Performance analysis of methods that overcome false sharing effects in software DSMs
Abstract
Software Distributed Shared Memory (DSM) systems, which rely on virtual memory mechanisms to detect accesses to shared locations and maintain their consistency, support a sharing granularity of a page size, which is of the order of a few kilobytes. This inherent coarse-grain sharing granularity induces high degrees of false sharing, especially in applications with fine-grain access patterns. The overheads due to false sharing are recognized to be the dominant factor limiting the performance of software DSMs.
Several methods have been proposed in the literature to reduce/eliminate false sharing, which broadly follow one of the two approaches, viz., the Multiple Writer approach and the emulated fine-grain sharing (EmFiGS) approach. However, there is no quantitative performance comparison of these methods.
In this thesis, we first present a novel implementation-independent analysis which uses overhead counts to compare the two approaches. Our analysis, by accounting only for those overheads which are intrinsic to the method and not those which are specific to an implementation, shows that in the EmFiGS approach the benefits gained by eliminating false sharing are far outweighed by the performance penalty incurred due to reduced exploitation of spatial locality. As a consequence, any implementation of the EmFiGS approach is likely to perform significantly worse than the Multiple Writer approach.

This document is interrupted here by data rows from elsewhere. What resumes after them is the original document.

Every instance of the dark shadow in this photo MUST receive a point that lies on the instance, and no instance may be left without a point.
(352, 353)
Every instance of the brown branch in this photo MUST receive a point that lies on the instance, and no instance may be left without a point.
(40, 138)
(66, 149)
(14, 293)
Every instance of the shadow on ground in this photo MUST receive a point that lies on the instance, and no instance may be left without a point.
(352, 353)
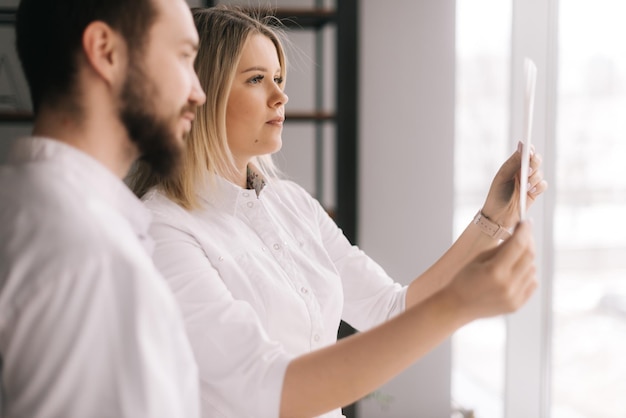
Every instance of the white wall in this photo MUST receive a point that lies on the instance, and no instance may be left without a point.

We then use experimental evaluation to validate and complement our analysis. The measured values of overhead counts match closely with those obtained from our analysis. Also, the execution time results indicate that the EmFiGS approach performs worse than the Multiple Writer approach by a factor of 1.5 to as much as 90 times. In many cases, the EmFiGS approach performs worse than even a single-writer lazy release consistent protocol which experiences very high overheads due to false sharing. Our performance results establish that high true sharing overheads that stem from reduced exploitation of spatial locality cause poor performance of the EmFiGS approach.
The performance of the EmFiGS approach remains worse than the Multiple Writer approach even after incorporating Tapeworm - a record and replay technique that fetches pages ahead of demand in an aggregated fashion - to alleviate the spatial locality effect. Finally, we investigate the interplay between spatial locality exploitation and false sharing elimination with varying sharing granularities in the EmFiGS approach and report the trade-offs.